Aucun rituel ne fait disparaître le manque. Mais certains gestes peuvent aider à donner une place à l’amour qui reste.

Vous pouvez :

  • parler de votre chien avec une personne qui comprend ;
  • écrire une lettre contenant ce que vous auriez encore voulu lui dire ;
  • choisir une photographie qui représente un souvenir heureux ;
  • créer une boîte avec son collier, une médaille ou un objet précieux ;
  • réaliser un album de vos moments partagés ;
  • allumer une bougie à une date importante ;
  • planter une fleur ou un arbre en sa mémoire ;
  • faire un don à une association qui vous tient à cœur.

Ces gestes ne sont ni excessifs ni sentimentaux.

Ils permettent de reconnaître l’importance de votre histoire et de transformer progressivement l’absence en souvenir.

Lorsque la culpabilité s’installe

La culpabilité est l’une des émotions les plus fréquentes après la perte d’un chien.

Vous pouvez vous demander si vous avez pris la bonne décision, si vous auriez dû remarquer un signe plus tôt ou si vous auriez pu faire davantage.

Ces questions sont naturelles, mais elles peuvent devenir très douloureuses.

Essayez de vous rappeler que vos décisions ont été prises avec les informations, les possibilités et l’amour que vous aviez à ce moment-là.

Votre chien n’a pas connu vos doutes intérieurs.

Il a connu votre présence, vos gestes, votre voix, vos habitudes et la sécurité de votre amour.

Il ne disparaîtra jamais vraiment

L’amour partagé avec votre chien ne s’arrête pas au moment de son départ.

Il continue à vivre dans les souvenirs, les photographies, les expressions que vous utilisez encore et les histoires que vous racontez à son sujet.

Il vit également dans ce qu’il a changé en vous.

Peut-être vous a-t-il appris à ralentir, à profiter du moment présent, à vous montrer plus patient ou à aimer avec davantage de simplicité.

Votre chien restera toujours une partie de votre histoire.

Le lien ne disparaît pas.
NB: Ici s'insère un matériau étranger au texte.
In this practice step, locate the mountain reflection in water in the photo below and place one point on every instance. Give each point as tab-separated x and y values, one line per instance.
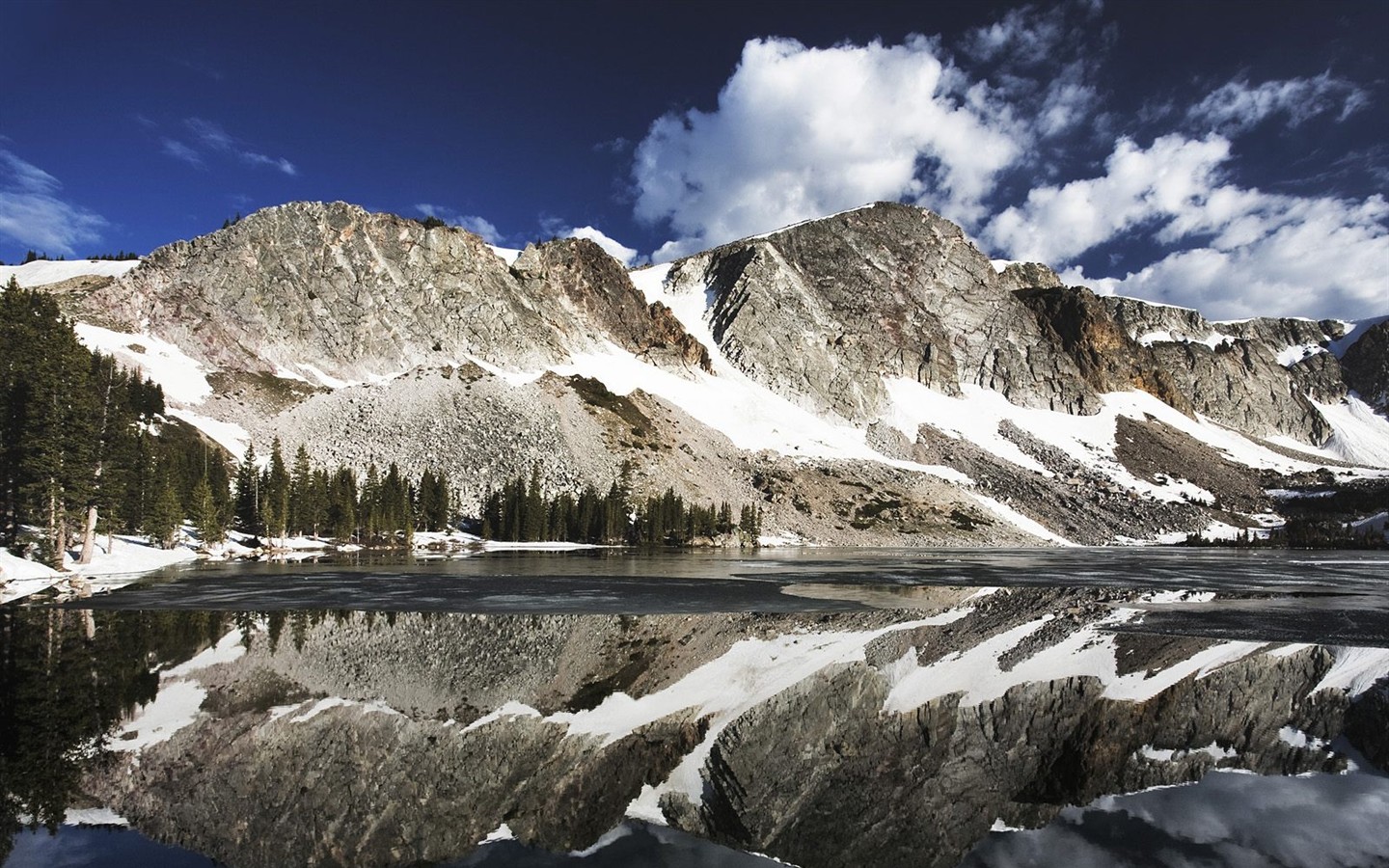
896	726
Il change simplement de forme.

Une dernière pensée

Si les larmes coulent encore aujourd’hui, rappelez-vous ceci :

L’amour ne s’arrête pas lorsque la vie s’arrête.

Votre compagnon vous a offert ce qu’il avait de plus précieux : sa confiance, sa fidélité et son amour.

Personne ne pourra vous enlever ce que vous avez partagé.

Un jour, vous penserez peut-être à lui avec un sourire avant que les larmes n’arrivent.

Et ce jour-là, vous ne l’aimerez pas moins.

Vous aurez simplement appris à l’aimer autrement.